Structural and functional insights into aldosterone synthase interaction with its redox partner protein adrenodoxin

Abstract

Aldosterone is the major mineralocorticoid in the human body controlling blood pressure and salt homeostasis. Overproduction of aldosterone leads to primary aldosteronism, which is the most common form of secondary hypertension with limited treatment options. Production of aldosterone by cytochrome P450 11B2 (CYP11B2, aldosterone synthase) requires two reduction events with the electrons delivered by the iron/sulfur protein adrenodoxin. Very limited information is available about the structural and functional basis of adrenodoxin/CYP11B2 interaction, which impedes the development of new treatment options for primary aldosteronism. A systematic study was carried out to determine if adrenodoxin interaction with CYP11B2 might also have an allosteric component in addition to electron transfer. Indeed, local increases in adrenodoxin concentration promote binding of the substrate 11-deoxycorticosterone and the inhibitor osilodrostat (LCI699) in the active site—over 17 Å away—as well as enhance the inhibitory effect of this latter drug.
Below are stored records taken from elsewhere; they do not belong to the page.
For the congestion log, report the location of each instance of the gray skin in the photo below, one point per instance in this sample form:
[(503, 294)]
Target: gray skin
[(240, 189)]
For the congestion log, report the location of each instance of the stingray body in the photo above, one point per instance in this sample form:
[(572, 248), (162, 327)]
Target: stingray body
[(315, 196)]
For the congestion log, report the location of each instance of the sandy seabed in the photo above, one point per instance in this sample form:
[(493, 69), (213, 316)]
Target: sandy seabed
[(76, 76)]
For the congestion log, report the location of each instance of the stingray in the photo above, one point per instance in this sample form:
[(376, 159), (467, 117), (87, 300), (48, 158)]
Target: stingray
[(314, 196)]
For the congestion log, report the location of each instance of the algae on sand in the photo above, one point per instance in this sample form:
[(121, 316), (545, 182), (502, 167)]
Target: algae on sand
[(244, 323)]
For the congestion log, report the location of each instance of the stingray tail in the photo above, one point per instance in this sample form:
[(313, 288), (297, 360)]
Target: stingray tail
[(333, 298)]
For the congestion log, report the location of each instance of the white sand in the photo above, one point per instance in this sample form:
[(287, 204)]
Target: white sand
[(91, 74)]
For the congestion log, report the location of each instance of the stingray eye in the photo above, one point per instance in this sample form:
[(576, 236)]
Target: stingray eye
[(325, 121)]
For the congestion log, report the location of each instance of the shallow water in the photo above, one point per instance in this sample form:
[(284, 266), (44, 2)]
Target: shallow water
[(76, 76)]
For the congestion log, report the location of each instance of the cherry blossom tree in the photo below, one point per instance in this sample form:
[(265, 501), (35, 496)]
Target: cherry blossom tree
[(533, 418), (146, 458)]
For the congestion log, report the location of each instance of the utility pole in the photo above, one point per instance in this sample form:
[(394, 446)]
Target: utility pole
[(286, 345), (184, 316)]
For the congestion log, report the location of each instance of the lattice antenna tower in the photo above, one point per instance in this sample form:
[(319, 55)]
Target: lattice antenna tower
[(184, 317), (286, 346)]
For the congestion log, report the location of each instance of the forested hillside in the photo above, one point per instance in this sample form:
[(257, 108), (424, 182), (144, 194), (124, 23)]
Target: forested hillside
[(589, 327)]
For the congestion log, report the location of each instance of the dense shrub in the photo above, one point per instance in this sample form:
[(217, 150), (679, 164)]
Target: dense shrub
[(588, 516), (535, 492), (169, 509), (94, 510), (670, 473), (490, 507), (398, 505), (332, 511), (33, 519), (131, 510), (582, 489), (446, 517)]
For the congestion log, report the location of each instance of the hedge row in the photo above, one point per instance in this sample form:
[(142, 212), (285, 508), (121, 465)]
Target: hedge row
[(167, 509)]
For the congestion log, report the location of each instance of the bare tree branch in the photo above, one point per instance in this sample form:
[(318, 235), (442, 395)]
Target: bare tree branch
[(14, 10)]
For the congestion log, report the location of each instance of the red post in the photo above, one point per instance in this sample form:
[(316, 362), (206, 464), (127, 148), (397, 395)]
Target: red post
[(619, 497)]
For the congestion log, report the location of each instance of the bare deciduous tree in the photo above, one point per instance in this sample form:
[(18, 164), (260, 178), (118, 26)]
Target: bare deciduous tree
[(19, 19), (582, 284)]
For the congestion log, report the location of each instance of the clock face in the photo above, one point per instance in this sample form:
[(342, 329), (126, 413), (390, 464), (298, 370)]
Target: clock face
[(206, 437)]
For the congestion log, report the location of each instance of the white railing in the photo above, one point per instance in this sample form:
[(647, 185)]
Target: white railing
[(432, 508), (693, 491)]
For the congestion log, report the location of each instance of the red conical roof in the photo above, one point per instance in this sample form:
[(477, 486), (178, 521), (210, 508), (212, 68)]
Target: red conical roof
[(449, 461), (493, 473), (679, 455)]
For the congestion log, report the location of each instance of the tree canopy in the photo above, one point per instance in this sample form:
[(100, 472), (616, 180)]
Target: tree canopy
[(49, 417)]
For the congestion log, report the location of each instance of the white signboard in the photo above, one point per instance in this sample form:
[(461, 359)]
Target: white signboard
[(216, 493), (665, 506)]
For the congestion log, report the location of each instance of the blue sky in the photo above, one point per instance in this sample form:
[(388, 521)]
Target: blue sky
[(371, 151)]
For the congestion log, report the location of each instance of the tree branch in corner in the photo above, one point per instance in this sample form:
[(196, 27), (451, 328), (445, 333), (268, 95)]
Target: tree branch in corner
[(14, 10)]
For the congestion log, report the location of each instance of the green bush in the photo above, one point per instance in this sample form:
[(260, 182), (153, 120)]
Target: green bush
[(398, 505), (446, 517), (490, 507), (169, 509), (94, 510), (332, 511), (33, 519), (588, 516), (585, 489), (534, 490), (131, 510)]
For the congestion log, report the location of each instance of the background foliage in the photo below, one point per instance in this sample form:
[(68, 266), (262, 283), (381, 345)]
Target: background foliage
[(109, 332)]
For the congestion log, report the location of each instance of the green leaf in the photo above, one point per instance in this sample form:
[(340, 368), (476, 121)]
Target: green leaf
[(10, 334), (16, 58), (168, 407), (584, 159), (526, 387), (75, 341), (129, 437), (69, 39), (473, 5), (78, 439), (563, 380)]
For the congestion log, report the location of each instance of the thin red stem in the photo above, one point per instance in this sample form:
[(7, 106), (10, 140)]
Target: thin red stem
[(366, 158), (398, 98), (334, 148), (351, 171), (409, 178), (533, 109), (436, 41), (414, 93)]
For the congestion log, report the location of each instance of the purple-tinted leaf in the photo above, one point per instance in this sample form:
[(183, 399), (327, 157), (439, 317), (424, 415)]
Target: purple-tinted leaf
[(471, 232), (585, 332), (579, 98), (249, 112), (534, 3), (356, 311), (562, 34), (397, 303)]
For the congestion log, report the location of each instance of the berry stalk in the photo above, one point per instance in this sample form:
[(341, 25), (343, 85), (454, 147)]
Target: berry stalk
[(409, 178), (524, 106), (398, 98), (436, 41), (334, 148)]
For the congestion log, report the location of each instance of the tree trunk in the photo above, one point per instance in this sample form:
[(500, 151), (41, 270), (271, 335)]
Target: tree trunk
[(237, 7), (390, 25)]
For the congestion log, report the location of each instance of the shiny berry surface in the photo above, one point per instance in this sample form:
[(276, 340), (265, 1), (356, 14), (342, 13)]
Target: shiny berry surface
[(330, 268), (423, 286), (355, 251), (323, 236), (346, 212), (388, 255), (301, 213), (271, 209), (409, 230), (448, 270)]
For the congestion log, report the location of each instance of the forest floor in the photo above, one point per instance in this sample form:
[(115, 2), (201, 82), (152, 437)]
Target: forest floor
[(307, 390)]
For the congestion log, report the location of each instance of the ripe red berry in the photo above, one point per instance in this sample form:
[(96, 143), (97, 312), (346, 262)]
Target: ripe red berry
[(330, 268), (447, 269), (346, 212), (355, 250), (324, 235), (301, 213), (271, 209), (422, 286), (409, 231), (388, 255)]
The CYP11B2 structure in complex with adrenodoxin identified specific residues at the protein–protein interface interacting via five salt bridges and four hydrogen bonds. Comparisons with cholesterol-metabolizing CYP11A1 and cortisol-producing CYP11B1, which also bind adrenodoxin, revealed substantial structural differences in these regions. The structural and functional differences between different P450 interactions with adrenodoxin may provide valuable clues for an orthogonal treatment approach for primary aldosteronism by specifically targeting the interaction between CYP11B2 and adrenodoxin.